Secondo quanto ricostruito, i primi a finire nell’acqua gelida sono stati due giovani turisti, precipitati a causa del cedimento improvviso del ghiaccio. Nel tentativo di aiutarli, tre familiari sono intervenuti, ma la superficie ha ceduto nuovamente, trascinando tutti e cinque nelle acque con temperature prossime allo zero.
La situazione è apparsa fin da subito critica: il rischio di ipotermia, in condizioni simili, può manifestarsi in pochi minuti, rendendo ogni intervento estremamente urgente. Prima dell’arrivo dei soccorritori, alcuni passanti presenti nella zona sono riusciti a intervenire, contribuendo in modo decisivo al salvataggio delle persone coinvolte.
Successivamente, il personale di emergenza ha preso in carico i feriti, prestando le prime cure sul posto e disponendo il trasferimento in ospedale per ulteriori accertamenti. L’intervento tempestivo ha evitato conseguenze più gravi, ma l’episodio ha riacceso l’attenzione sui rischi legati alla frequentazione dei laghi ghiacciati in periodi di temperature elevate.
Nonostante quanto accaduto, i soccorritori hanno segnalato un comportamento diffuso tra i visitatori: molte persone hanno continuato a camminare sulla superficie del lago, ignorando il pericolo evidente. Una situazione che ha destato particolare preoccupazione tra gli operatori del soccorso alpino.
L’area del lago di Braies, meta molto frequentata durante le festività, risultava infatti particolarmente affollata. Migliaia di turisti si sono riversati nella zona, spesso inconsapevoli della fragilità del ghiaccio, reso instabile dalle temperature insolitamente alte per il periodo e dall’esposizione diretta al sole.
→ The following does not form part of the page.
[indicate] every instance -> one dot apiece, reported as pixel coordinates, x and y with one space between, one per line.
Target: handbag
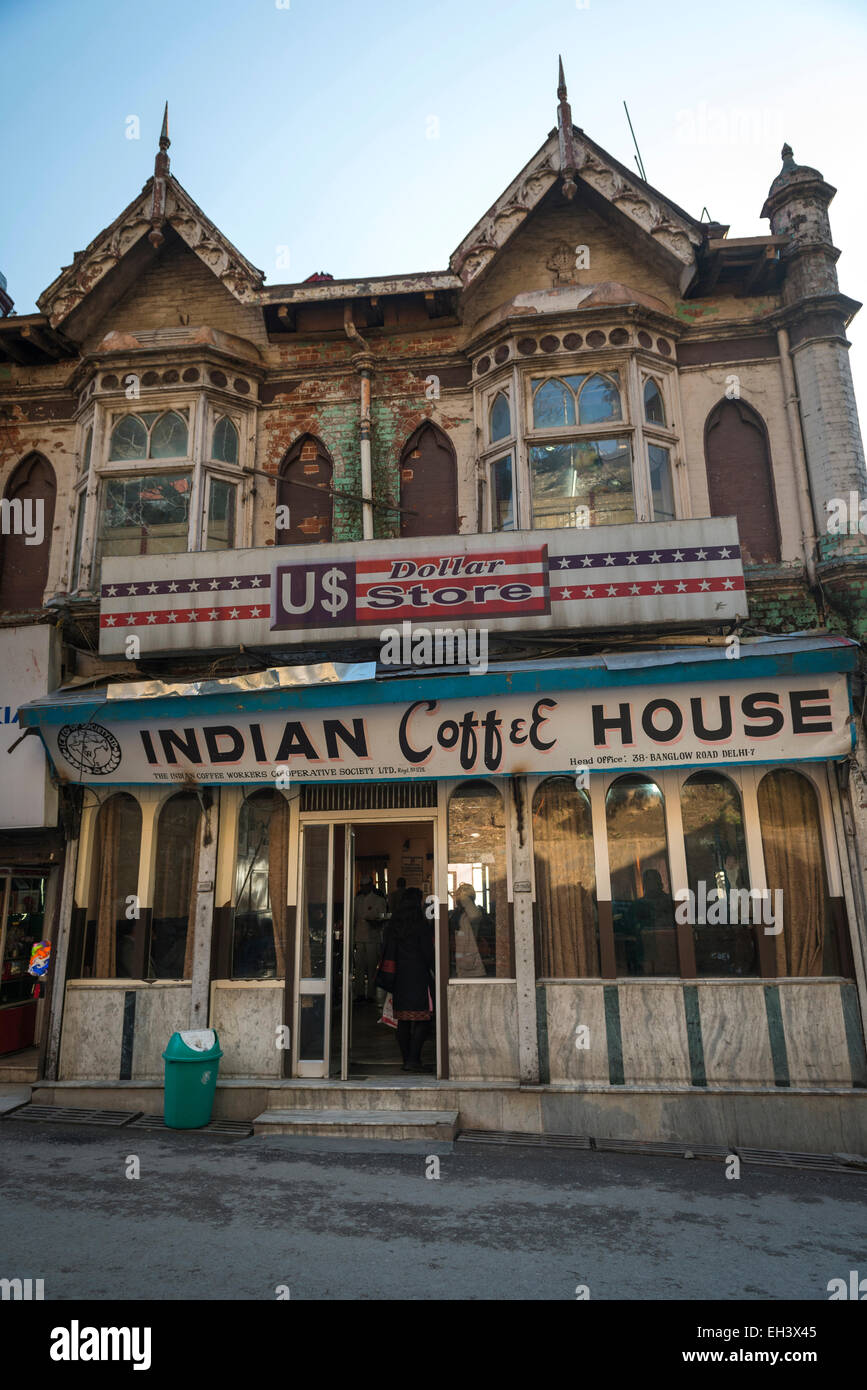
388 968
A sottolineare la gravità della situazione sono stati anche i rappresentanti del soccorso alpino locale, che hanno evidenziato come il ghiaccio, in queste condizioni, perda rapidamente consistenza. La superficie, apparentemente solida, può cedere all’improvviso, trasformando una passeggiata in un pericolo concreto.
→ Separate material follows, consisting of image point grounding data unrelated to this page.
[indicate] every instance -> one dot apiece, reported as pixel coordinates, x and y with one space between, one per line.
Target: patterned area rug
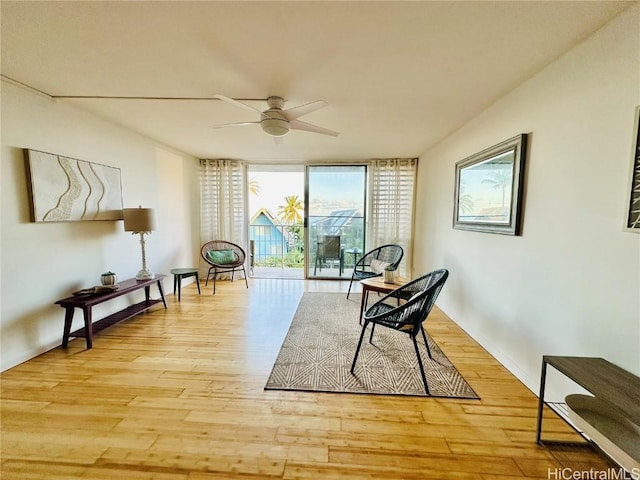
318 350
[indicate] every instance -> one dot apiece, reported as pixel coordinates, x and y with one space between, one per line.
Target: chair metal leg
424 377
350 283
355 357
426 344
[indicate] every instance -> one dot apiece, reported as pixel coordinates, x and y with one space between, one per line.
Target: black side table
179 274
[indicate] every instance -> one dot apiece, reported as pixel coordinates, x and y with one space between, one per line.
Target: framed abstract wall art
65 189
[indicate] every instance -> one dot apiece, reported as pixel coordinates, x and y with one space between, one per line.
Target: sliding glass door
335 202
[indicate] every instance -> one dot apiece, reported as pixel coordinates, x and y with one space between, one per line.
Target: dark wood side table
87 302
602 378
179 274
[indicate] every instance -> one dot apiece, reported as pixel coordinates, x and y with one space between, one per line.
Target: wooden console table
87 302
613 387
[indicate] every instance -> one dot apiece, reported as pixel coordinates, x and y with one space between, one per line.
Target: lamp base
144 274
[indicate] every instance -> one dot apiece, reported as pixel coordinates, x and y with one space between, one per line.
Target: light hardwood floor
178 394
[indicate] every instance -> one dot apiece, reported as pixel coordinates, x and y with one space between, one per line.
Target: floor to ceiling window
335 204
276 212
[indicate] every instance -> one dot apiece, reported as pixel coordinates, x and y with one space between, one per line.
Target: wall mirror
489 187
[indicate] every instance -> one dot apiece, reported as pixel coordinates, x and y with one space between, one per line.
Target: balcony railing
282 246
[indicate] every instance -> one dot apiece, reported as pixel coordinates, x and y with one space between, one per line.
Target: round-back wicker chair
223 256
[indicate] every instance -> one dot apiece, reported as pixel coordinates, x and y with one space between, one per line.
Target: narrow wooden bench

Un appello chiaro è arrivato anche dai vigili del fuoco della provincia autonoma di Bolzano. Le autorità hanno ribadito che la copertura ghiacciata del lago non è più sicura e presenta un elevato rischio di cedimento, invitando cittadini e turisti a non avventurarsi sulla superficie.
Negli ultimi giorni, infatti, si sono già verificati diversi episodi simili, con persone cadute in acqua e successivamente soccorse. Il rischio per la vita, in caso di rottura del ghiaccio, è concreto e immediato, soprattutto per via delle bassissime temperature dell’acqua.
Le autorità insistono sull’importanza del rispetto della segnaletica e delle indicazioni di sicurezza. La prevenzione, in questi casi, rappresenta l’unico strumento efficace per evitare incidenti, soprattutto in contesti naturali dove le condizioni possono cambiare rapidamente.